HLS streaming, keyframes, scene-cut & GOP
Taking a stab at .ts segments, variable GOP length, scene-cut and keyframes for streaming to ABR platforms.
If you've ever tried setting up your own streaming platform or server and involved HLS streaming in the process, or even just tried messing around a bit with streaming software and tried to stream to HLS platforms, you might have ran into some quirks regarding buffering as a result of inconsistent segmenting. These quirks can result in buffering for the viewers, and can cause general incomparability with certain players. It can potentially also mess with transcodes (converting to lower resolutions/bitrate), often known as ABR (adaptive bitrate streaming).
This will mainly be focused on h264 (libx264 and nvenc), but most these concepts will transfer or be somewhat applicable to other codecs and encoders.
The HLS segmenters job is to turn a stream into smaller files (.ts segments), and add these to the index (.m3u8 file). These segments cant be too big, as that increases latency, and they should also be somewhat consistent in length and size, for the sake of ABR doing its job, and for the viewers/players knowing if it can handle the current stream or not.
The way it decides where to "slice" the video and turn it into a new segment is based on a couple of things. In the configuration file of the segmenter you can specify the maximum fragment length, but this could also be set to adapt. If you exceed this, it will cause issues/stalls.
Impact #2 comes from the fact that the segmenter shouldn't just slice wherever it wants, as it should to be on an I-frame (This might be only on IDR, but some implementations might potentially slice on any I-frame). These two factors together well determine the length (and impact size) of the .ts fragments.
A common mindset is that we have a fixed gop length of 2 seconds (2 sec keyframe interval). This is a nice middle ground between load times, latency and optimization/efficiency ultimately impacting quality.
Keyframe insertion & GOP
Most platforms highly recommend using a fixed GOP length (strict), meaning that IDR frames would be at a set interval, and that the GOP length would be consistent. This is for the reasons mentioned earlier, smooth transitions between ABR streams, consistent timing and size the segments, as well as predictable load on segmenter, CDNs and clients (viewers).
For h264, which we are primarily focused on, I cant really recommend going down the variable GOP length route. It might be tempting, but know that its a lot of work and frustration, and a lot of platforms wont support this properly, if at all. Do as they recommend, or you're asking for issues, and you need to be prepared to spend a lot of time working out the small details, and its probably not worth doing.
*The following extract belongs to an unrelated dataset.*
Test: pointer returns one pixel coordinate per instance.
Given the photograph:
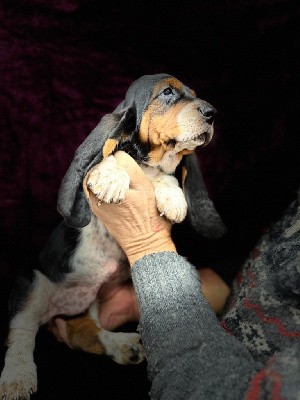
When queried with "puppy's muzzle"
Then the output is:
(207, 111)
Its true that we could theoretically achieve better compression, resulting in a higher quality stream if we didn't have to worry about these limitations, and make full use of scene-cut and flexible GOP length, and if you happen to run your own server/platform, feel free to experiment with it, but it's not going to be an easy and straight forward thing, most likely. Scene-cut could be somewhat feasible, flexible GOP length might be a bit more annoying. This also may also depend on the HLS implementation, and how they split segments.
This function allows the encoder to insert I-frames when it detects a large change in the sequence, as that should be most efficient, and provide the frames around it a good reference point.
Scene-cut can makes these I-frames IDR frames, depending on the min/max keyframe interval. If it wants to scene-cut (insert I-frame) at a time that is below the min-keyint threshold, then it will just be a normal keyframe, and not an IDR-frame. This will result in a flexible GOP length, unless you use strict values, and at which point the benefit of using is more or less gone.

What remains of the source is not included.